Diese Clusterbildung ist Chance und Risiko zugleich. Chance, weil jeder Cluster immer auch artverwandte Firmen und Zulieferer anzieht. Risiko, weil die Baisse eines Sektors ausreicht, um die ganze Region in eine Arbeitsplatzkrise zu stürzen.

Stellenabbau sorgte im Sommer 2018 für einen Schock

Wie schnell es gehen kann, zeigte sich im Sommer 2018, als Novartis ankündigte, bis Ende 2022 schweizweit 2150 Arbeitsplätze abzubauen – 700 davon in Stein. Im Gegenzug entstanden allerdings mehrere hundert Arbeitsplätze im Bereich der Zell- und Gentherapie. Weitere kamen in diesem Jahr hinzu, weil Novartis in Stein für Biontech/Pfizer den Coronaimpfstoff abfüllt.

Generell ist das Risiko beim Life-Science-Bereich als nicht allzu hoch einzuschätzen. Denn zum einen werden die Einwohnerinnen und Einwohner immer älter, zum anderen wachsen auch die Ansprüche stark. Dennoch sollen bei der Weiterentwicklung des Areals, und das macht Sinn, Alternativen geprüft werden. Die Regierung schreibt dazu:

«Im Rahmen der laufenden Gebietsplanung soll zudem überprüft werden, wie auch andere Branchen zu einem gesamthaft zukunftsträchtigen Wirtschaftsstandort beitragen können.»

Unternehmen aus verschiedenen Branchen könnten, so die Regierung, die Stärke eines solchen Gebiets erhöhen und Abhängigkeiten durch eine Verbreiterung der Branchenpalette reduzieren.

Allerdings soll auch eine solche Weitung des Branchenmixes koordiniert erfolgen. Denn eines will die Regierung verhindern – und formuliert es als Risiko, wenn der Kanton das Land nicht kauft: Dass sich wertschöpfungsschwächere Unternehmen mit geringeren Anforderungen an Erschliessungsstand und Umfeld das Land sichern.

Risiko, dass Bauland günstiger verkauft werden muss

Als Risiko bei einem Kauf sieht der Kanton, dass «nicht völlig ausgeschlossen werden kann, dass der Kanton das Bauland aus irgendwelchen Gründen zu einem deutlich tieferen Preis verkaufen muss».

Theoretisch müsste der Regierungsrat den Grossen Rat nicht derart breit einbeziehen.
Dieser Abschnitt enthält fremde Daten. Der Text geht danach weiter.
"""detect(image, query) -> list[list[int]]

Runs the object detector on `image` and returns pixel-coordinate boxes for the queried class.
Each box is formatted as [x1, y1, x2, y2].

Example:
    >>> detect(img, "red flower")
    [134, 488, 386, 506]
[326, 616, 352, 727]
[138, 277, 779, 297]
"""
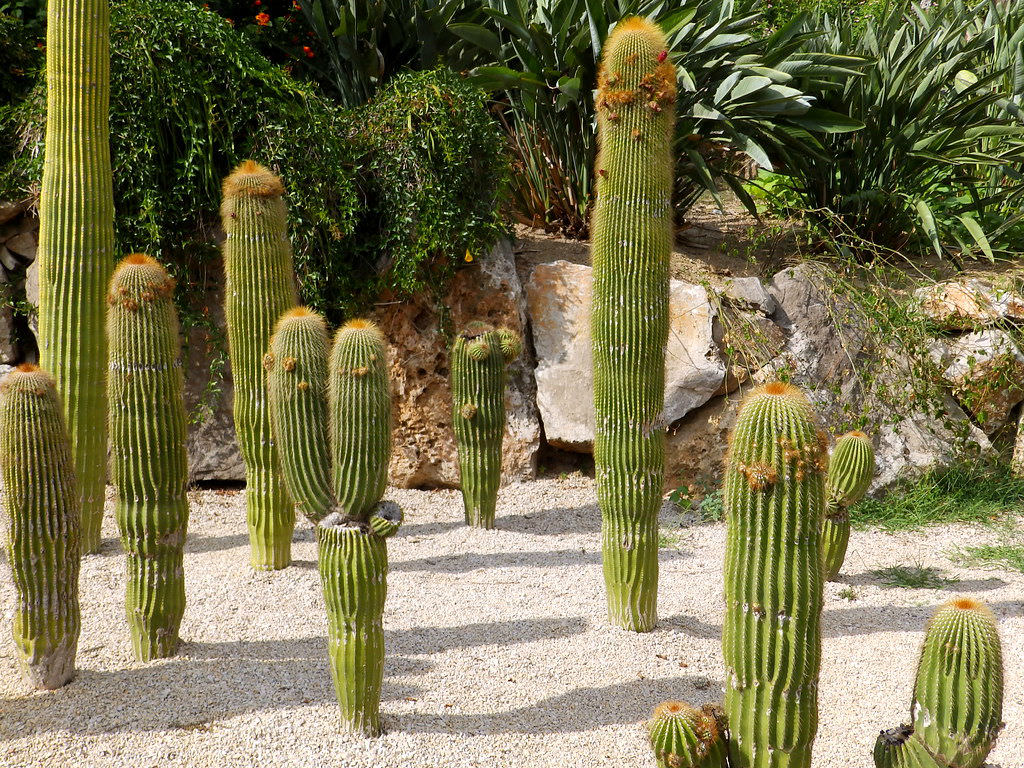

Dass er es dennoch tut, hat einen Grund: die Erstmaligkeit und die finanzielle Dimension eines strategischen Landkaufes. Die Regierung schreibt dazu:

«Angesichts der Bedeutung des Vorhabens für die wirtschaftliche Entwicklung des Kantons Aargau soll eine parlamentarische Beratung stattfinden und ein entsprechend fundierter politischer Entscheid erwirkt werden.»

Im Grossen Rat wird denn auch nicht nur über den konkreten Fall Sisslerfeld diskutiert, sondern auch über die grundsätzliche Möglichkeit solcher strategischen Landkäufe – und da sind viele Parteien doch sehr skeptisch. Man darf gespannt sein.